Eran preguntas triviales, sobre Sánchez y su procedencia, pero las hacía como si su respuesta fuera la clave del misterio. El Huaso puso fin al interrogatorio. “Don Carlos, no sabe nada el joven, déjelo no más”. Don Carlos entonces se cubrió el rostro con las manos. “¿Y qué vamos a hacer?” Esperar, fue la respuesta. Era lo único que se podía hacer. Quizá mañana amaneciera despejado, o se tuvieran noticias. Tarde o temprano algo tenía que suceder. Ahora les costaba hablar, el polvo se hacía más molesto, la gente empezaba a toser.
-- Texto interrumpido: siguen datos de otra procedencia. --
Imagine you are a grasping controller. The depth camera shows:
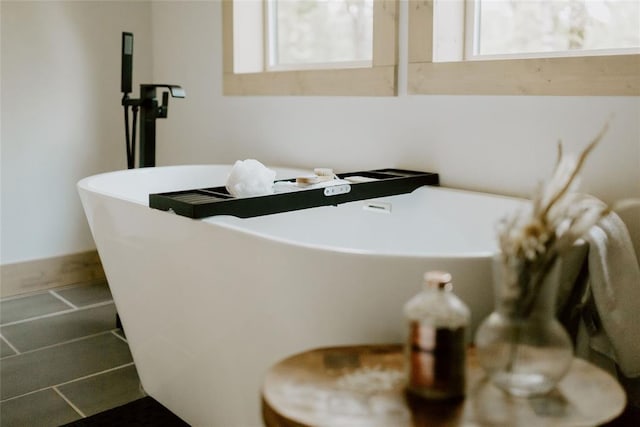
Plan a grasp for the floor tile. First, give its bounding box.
[0,389,82,427]
[0,332,132,399]
[55,282,113,307]
[0,303,116,352]
[0,339,16,357]
[0,292,71,324]
[58,365,145,416]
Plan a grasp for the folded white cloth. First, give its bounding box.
[576,208,640,377]
[225,159,276,197]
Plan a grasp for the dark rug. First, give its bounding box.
[61,396,189,427]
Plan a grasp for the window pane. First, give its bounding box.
[475,0,640,55]
[269,0,374,67]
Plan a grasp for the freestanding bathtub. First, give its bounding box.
[78,165,522,427]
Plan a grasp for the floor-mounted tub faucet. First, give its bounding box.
[121,32,186,169]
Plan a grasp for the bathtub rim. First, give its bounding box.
[76,164,527,261]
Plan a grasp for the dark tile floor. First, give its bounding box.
[0,283,145,427]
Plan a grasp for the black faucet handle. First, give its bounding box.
[156,92,169,119]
Sánchez aceptó la oferta de Don Carlos, de dormir en su casa y partir en auto a Viña a la mañana siguente. Se subió en el ostentoso vehículo y viajó en el asiento trasero junto a Don Carlos, que elucubraba teorías sobre los que estaba ocurriendo y las comentaba con el chofer. Él las comentaba de vuelta y cada cierto tiempo Sánchez asentía, para ser cortés. La verdad es que iba absorto mirando por la ventana. No se veía nada, salvo el area iluminada por los faros delanteros del automóvil. Eran una burbuja en la nada, o el infinito, o ambas dos.
Llegaron a una gran casa de campo y Sánchez fue conducido hasta el salón donde la esposa y la hija de Don Carlos bordaban a la luz de las velas. Ambas de blanco, Sánchez creyó por un momento que eran fantasmas. Fue presentado y abandonado a su suerte con las damas, mientras su anfitrión iba a preparar todo para el viaje.
El resto de la noche era borroso. En algún momento la Señora se levantó y le indicó a Clara que antes de acostarse le mostrara a Sánchez su habitación. Pero no se movieron del salón. Hasta la madrugada Sánchez y Clara conversaron sobre algún tema que luego olvidó, todo el tiempo tratando de adivinar como sería en verdad ese rostro que a la luz de las velas parecía lo más hermoso que había visto en su vida, embriagado de una extraña felicidad. En algún momento se quedó dormido y despertó al dia siguiente en la Penumbra, abrigado por un chal recién bordado, cuando el chofer lo fue a buscar para que partieran.
Viajaron en silencio. El polvo seguía cayendo pero dentro del automóvil estaban a salvo. A medida que se acercaban a su destino, poco a poco, comenzaron a aparecer charcos. Pozas de agua, pequeñas lagunas, estanques, como si hubiera llovido una tormenta. Luego fueron los árboles tirados, y después los postes de luz, hasta que finalmente no pudieron continuar. Bajaron del auto, los tres mudos de asombro, y contemplaron incrédulos el pantano que cubría lo que alguna vez fuera Viña del Mar.